The purpose of the function is mainly to be able to convert combinations of unicode characters into a pure unicode string in list representation for further processing. For writing the data to an external entity, the reverse function erlang:characters_to_utf8/2 comes in handy.

If for some reason, the data cannot be converted, either because of illegal unicode/latin1 characters in the list, or because of invalid UTF-8 encoding in any binaries, an error tuple is returned. The error tuple contains the tag error, a list representing the characters that could be converted before the error occured and a representation of the characters including and after the offending integer/bytes. The last part is mostly for debugging as it still constitutes a possibly deep and/or mixed list, not necessarily of the same depth as the original data. The error occurs when traversing the list and whatever's left to decode is simply returned as is.

However, if the input Data is a pure binary, the third part of the error tuple is guaranteed to be a binary as well.

Errors occur for the following reasons:

Integers out of range - If Encoding is latin1, an error occurs whenever an integer greater than 255 is found in the lists. If Encoding is unicode, error occurs whenever an integer greater than 16#10FFFF (the maximum unicode character) or in the range 16#D800 to 16#DFFF (invalid unicode range) is found. UTF-8 encoding incorrect - If Encoding is unicode, the bytes in any binaries have to be valid UTF-8. Errors can occur for various reasons, including "pure" decoding errors (like the upper bits of the bytes being wrong), the bytes are decoded to a too large number, the bytes are decoded to a code-point in the invalid unicode range or encoding is "overlong", meaning that a number should have been encoded in fewer bytes. The case of a truncated UTF-8 is handled specially, see the paragraph about incomplete binaries below. If Encoding is latin1, binaries are always valid as long as they contain whole bytes, as each byte falls into the valid iso-latin-1 range.
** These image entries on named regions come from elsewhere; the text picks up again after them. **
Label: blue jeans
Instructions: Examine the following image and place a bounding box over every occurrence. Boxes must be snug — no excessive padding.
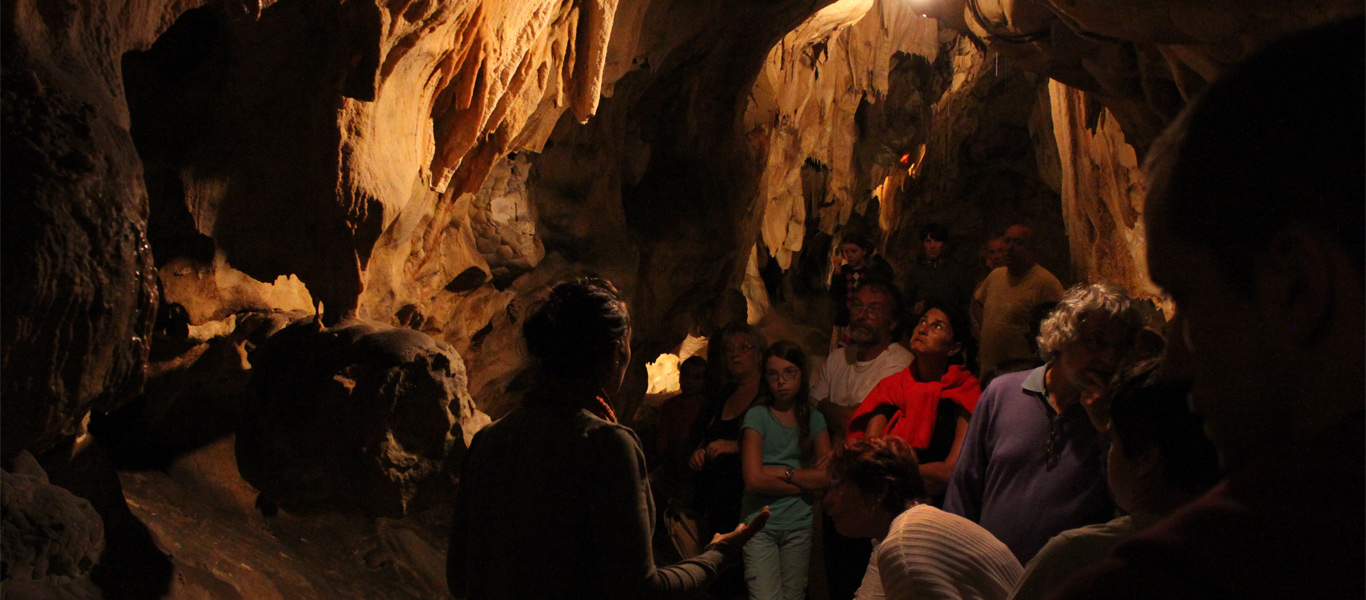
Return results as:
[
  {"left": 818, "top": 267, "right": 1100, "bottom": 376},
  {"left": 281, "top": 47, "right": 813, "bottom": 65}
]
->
[{"left": 744, "top": 529, "right": 811, "bottom": 600}]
A special type of error is when no actual invalid integers or bytes are found, but a trailing binary() consists of too few bytes to decode the last character. This error might occur if bytes are read from a file in chunks or binaries in other ways are split on non UTF-8 boundaries. In this case an incomplete tuple is returned instead of the error tuple. It consists of the same parts as the error tuple, but the tag is incomplete instead of error and the last element is always guaranteed to be a binary consisting of the first part of a (so far) valid UTF-8 character.

If one UTF-8 characters is split over two consecutive binaries in the Data, the conversion succeeds. This means that a character can be decoded from a range of binaries as long as the whole range is given as input without errors occuring. Example:

decode_data(Data) -> case erlang:characters_to_list(Data,unicode) of {inclomplete,Encoded, Rest} -> More = get_some_more_data(), Encoded ++ decode_data([Rest, More]); {error,Encoded,Rest} -> handle_error(Encoded,Rest); List -> List end.
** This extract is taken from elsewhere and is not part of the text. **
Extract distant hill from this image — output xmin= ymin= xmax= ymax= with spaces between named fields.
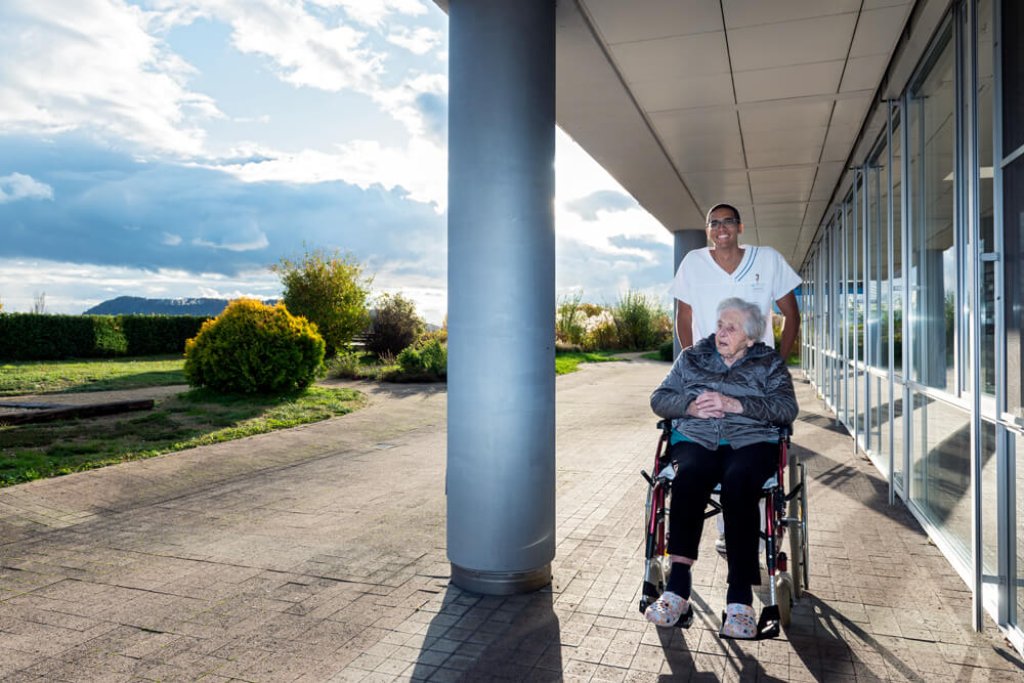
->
xmin=83 ymin=297 xmax=278 ymax=316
Bit-strings that are not whole bytes are however not allowed, so a UTF-8 character has to be split along 8-bit boundaries to ever be decoded.

If any parameters are of the wrong type, the list structure is invalid (a number as tail) or the binaries does not contain whole bytes (bit-strings), a badarg exception is thrown.

erlang:characters_to_utf8(Data, Encoding) -> binary() | {error, binary(), RestData} | {incomplete, binary(), binary()}

  • Data = ListData | binary()
  • RestData = ListData | binary()
  • ListData = [ int() | binary() ] (binary allowed as tail of list)
  • Encoding = unicode | latin1

This function behaves as erlang:characters_to_list/2, but produces an UTF-8 binary instead of a unicode list. Note that even if Encoding is given as latin1, the output is UTF-8. The Encoding defines how input is to be interpreted, not what output is generated. To convert a possibly deep list of iso-latin-1 characters to a iso-latin-1 binary, use iolist_to_binary/1.

Errors and exceptions occur as in erlang:characters_to_list/2, but of course the second element in the error or incomplete tuple will be a binary() and not a list().